Virginia escaped the deafening hostility of the Dean Dome with a 69-61 triumph in a game that epitomized the emotion, determination, and skill that so often defines basketball at the college level.
3. On February 7th, Albert Finney died of a chest infection. He was 82 years old.
After the basketball game, I was pondering some things Kathleen H. wrote to me earlier in the day about the parallels between athletic competition and Shakespeare's plays. My thoughts centered on exposure, how Shakespeare's plays so often, in moments of pressure and crisis, expose characters for what they are, in ways that range from generous to narcissistic, from cowardly to heroic; crucial moments in ball games similarly expose the best and worst in players.
Then I thought of Albert Finney and his role as an aged actor ("Sir") touring England during WWII with his ragtag troupe of mostly elderly actors, the young actors having been called to fight the war.
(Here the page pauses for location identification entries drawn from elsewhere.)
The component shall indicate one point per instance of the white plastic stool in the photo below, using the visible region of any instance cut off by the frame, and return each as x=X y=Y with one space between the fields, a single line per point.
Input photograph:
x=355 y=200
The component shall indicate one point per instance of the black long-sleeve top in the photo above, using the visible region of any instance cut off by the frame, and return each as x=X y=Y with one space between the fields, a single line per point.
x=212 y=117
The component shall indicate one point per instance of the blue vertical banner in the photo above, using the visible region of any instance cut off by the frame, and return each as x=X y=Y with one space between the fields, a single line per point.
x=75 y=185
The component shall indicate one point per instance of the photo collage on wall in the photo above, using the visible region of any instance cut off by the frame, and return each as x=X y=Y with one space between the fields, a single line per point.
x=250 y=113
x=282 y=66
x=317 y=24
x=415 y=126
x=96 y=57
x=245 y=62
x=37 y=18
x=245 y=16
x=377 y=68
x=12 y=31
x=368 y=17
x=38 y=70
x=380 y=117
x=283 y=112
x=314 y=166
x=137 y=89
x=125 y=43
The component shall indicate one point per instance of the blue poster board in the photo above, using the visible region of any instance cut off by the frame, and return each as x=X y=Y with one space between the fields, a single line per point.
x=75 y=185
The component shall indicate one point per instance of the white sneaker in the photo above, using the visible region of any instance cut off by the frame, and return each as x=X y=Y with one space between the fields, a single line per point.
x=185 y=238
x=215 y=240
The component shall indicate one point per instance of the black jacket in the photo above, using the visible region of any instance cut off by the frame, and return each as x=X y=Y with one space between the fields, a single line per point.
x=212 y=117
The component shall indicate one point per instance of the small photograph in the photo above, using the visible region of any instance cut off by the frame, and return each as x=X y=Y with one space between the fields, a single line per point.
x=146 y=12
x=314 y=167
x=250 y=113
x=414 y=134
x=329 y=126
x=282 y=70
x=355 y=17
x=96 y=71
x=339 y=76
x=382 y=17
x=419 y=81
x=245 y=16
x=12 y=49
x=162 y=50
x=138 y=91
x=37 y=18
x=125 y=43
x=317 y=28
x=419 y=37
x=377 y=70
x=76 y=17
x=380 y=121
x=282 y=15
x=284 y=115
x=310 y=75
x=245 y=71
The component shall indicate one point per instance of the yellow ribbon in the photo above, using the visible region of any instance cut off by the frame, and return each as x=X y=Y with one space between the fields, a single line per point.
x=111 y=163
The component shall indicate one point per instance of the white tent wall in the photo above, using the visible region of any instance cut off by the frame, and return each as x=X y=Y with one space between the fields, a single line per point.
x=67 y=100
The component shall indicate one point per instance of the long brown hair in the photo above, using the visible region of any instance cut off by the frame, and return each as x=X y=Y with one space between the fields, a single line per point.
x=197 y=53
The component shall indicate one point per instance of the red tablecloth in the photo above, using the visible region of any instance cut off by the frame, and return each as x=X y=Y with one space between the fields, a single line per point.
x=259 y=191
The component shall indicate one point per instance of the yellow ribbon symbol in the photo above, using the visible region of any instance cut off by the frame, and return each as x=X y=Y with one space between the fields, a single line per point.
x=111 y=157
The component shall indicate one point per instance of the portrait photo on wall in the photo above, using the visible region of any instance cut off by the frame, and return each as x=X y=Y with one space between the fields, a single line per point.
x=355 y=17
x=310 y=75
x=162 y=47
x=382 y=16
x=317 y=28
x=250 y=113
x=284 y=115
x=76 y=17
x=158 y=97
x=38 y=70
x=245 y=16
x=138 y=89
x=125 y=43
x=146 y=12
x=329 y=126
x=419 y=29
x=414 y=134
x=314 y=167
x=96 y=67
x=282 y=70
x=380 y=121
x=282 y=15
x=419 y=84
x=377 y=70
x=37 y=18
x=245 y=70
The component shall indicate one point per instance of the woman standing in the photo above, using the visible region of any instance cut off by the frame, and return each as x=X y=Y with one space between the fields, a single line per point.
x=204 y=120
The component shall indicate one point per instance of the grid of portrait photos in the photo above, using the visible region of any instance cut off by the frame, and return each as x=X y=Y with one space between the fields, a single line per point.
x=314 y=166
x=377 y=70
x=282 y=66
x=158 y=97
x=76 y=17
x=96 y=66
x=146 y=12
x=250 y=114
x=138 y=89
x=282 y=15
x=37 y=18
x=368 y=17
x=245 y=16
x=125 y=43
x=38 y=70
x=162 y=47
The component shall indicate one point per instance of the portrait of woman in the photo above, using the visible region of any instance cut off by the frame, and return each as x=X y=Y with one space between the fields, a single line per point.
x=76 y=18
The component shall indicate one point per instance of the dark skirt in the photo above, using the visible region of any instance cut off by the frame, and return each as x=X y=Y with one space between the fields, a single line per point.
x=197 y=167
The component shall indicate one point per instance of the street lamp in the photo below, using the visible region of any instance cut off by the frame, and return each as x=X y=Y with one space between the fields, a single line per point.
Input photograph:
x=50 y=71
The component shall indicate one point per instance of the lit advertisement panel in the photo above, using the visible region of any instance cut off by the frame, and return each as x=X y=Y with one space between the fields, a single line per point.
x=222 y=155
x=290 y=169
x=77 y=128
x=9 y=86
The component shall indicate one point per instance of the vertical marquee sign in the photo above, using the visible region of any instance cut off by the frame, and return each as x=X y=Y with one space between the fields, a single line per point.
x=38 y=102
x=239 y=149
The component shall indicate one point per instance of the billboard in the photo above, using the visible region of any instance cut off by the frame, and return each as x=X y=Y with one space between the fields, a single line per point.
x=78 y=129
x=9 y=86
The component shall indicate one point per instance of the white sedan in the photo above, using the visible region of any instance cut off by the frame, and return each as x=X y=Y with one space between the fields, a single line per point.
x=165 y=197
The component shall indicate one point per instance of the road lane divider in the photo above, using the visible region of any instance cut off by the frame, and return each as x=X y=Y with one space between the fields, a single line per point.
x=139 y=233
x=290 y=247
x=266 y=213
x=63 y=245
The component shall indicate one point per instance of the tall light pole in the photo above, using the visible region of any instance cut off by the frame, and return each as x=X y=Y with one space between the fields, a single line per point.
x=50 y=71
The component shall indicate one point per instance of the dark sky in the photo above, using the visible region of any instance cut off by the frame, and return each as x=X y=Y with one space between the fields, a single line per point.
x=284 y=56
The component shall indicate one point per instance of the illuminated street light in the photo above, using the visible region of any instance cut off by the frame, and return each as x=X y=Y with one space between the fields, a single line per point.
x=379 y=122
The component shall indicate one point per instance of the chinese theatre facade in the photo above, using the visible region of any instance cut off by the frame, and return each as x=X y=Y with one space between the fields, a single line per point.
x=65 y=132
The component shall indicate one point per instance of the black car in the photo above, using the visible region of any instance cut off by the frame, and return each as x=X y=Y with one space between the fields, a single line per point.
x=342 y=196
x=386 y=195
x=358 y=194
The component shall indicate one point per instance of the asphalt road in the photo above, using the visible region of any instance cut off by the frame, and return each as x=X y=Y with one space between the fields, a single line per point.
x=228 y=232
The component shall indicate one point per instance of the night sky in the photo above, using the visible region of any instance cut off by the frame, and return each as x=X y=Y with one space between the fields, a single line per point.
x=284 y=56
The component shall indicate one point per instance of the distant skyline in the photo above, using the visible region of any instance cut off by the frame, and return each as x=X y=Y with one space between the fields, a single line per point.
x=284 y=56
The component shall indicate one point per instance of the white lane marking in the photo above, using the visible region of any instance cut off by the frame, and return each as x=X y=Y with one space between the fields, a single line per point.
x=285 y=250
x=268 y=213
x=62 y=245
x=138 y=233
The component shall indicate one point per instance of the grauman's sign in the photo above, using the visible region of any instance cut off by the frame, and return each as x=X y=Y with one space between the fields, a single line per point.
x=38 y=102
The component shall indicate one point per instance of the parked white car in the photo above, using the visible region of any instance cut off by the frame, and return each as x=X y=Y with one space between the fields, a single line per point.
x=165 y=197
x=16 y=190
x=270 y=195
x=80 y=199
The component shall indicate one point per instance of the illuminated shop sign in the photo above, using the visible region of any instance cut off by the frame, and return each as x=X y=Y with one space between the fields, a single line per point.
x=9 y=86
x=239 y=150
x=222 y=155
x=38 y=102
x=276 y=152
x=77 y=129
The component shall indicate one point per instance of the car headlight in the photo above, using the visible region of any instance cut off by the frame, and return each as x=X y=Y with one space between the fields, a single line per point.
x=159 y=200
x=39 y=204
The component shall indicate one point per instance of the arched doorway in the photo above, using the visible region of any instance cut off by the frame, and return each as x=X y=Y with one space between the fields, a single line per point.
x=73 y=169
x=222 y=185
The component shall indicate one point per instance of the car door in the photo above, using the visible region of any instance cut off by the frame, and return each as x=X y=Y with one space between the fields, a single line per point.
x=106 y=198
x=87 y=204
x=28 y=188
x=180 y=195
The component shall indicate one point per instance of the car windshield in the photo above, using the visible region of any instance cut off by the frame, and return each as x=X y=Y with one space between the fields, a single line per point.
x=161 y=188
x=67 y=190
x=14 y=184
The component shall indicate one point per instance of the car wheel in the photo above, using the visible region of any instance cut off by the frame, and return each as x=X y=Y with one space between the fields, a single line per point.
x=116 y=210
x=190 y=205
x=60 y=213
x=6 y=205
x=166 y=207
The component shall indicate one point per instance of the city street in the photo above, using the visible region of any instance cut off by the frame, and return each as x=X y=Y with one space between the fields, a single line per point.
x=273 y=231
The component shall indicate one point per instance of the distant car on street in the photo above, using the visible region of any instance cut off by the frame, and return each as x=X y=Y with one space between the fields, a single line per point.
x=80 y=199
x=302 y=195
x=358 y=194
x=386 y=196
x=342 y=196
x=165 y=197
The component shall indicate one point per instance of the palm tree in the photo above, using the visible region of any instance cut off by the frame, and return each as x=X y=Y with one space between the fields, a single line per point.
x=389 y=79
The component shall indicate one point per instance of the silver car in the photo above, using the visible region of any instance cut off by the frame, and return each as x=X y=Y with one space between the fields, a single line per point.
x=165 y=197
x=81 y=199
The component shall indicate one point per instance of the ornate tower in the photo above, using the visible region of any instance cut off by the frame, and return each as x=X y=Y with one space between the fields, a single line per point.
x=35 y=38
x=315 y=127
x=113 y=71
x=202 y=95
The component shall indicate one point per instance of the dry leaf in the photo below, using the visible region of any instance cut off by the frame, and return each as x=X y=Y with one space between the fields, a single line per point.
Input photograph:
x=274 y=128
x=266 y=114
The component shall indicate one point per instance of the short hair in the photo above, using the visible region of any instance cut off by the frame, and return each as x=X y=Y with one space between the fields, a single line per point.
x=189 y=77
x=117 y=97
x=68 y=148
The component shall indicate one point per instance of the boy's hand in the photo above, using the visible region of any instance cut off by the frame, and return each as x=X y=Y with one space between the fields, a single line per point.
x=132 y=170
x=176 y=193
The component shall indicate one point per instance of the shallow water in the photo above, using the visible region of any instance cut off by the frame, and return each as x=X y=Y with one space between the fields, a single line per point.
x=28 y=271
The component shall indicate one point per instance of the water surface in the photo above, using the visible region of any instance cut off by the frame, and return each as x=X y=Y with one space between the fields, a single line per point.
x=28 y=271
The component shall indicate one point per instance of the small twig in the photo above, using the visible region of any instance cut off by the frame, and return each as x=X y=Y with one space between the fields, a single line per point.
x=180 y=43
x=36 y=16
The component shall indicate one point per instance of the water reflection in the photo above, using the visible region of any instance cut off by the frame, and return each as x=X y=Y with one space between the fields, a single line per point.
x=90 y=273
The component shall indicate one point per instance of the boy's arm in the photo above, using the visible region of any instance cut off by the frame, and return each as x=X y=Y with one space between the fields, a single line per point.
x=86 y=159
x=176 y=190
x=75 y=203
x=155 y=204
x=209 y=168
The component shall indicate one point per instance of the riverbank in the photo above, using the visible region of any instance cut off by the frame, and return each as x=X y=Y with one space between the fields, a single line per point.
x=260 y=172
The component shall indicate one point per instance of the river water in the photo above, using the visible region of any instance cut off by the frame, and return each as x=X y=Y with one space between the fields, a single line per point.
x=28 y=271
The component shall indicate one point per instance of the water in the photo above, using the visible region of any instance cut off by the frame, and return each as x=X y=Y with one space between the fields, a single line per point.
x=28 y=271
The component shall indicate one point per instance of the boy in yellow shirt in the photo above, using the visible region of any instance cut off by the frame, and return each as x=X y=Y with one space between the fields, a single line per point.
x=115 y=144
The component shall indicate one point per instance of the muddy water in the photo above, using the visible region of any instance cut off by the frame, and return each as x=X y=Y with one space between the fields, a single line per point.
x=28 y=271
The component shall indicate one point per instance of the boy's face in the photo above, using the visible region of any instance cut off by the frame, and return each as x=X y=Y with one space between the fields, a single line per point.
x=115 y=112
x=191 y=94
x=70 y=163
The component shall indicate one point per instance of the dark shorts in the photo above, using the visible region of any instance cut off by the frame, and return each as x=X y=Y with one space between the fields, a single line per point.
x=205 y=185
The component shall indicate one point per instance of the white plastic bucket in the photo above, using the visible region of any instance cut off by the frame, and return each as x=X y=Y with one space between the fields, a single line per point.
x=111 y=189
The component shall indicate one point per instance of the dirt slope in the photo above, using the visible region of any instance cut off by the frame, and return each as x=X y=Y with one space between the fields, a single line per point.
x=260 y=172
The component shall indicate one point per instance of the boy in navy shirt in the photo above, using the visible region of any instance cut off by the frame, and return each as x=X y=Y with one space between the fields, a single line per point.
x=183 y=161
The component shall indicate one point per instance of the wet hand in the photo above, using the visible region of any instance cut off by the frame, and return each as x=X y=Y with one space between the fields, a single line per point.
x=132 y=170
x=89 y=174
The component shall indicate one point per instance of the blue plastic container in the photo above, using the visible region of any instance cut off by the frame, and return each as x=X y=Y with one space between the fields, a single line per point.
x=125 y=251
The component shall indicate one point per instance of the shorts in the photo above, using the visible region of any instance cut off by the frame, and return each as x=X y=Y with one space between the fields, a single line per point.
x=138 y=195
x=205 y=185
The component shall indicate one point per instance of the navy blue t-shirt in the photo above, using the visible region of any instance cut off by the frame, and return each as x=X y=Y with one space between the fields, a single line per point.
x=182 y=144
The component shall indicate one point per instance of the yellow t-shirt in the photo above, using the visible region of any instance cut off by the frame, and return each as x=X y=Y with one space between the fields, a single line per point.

It all happens in the 1983 movie, The Dresser.
The Dresser zeroes in on the run up to and the performance and aftermath of Sir's 227th playing of the role of King Lear. While the movie gives us bits of Sir's work in the play on the stage, the movie focuses much more on Sir off stage and his relationship with his dresser, Norman (Tom Courtenay).
And it's off stage where, like Shakespeare's King Lear, Sir's inward life is laid bare, is exposed. Just as King Lear rages at the pitiless storm and the pelting rain that comes to represent to him the injustices of life, those he's suffered as well as the ones he's engendered, and makes external the tempest in his mind and soul, for Sir, the bombs raining upon England come to embody all that is exhausting him and driving him mad. Performing demanding roles night after night in town after town, knowing that the theater where he made his debut in Plymouth has been bombed, fighting the barbarism of the bombing by performing the civilizing and (he hopes) comforting beauty of Shakespeare's poetry and drama, and suffering the early onset of some kind of dementia which tortures him with nightmares in his sleep and dark visions when awake have combined to strip Sir of his defenses and exposes him, as the movie develops, as a complicated and difficult man: tender, cruel, lecherous, loving, vain, sentimental, ungrateful, erudite, brittle, bombastic, defiant, indomitable, and defeated.
I loved watching this movie again. In my reflections, I've short-changed the movie because Sir is not the title character. Norman, the dresser, is. If one sees the movie as a story about him, it opens up a whole other discussion of what this crisis in Sir's life exposes in Norman.
For now, I'll let those thoughts marinate.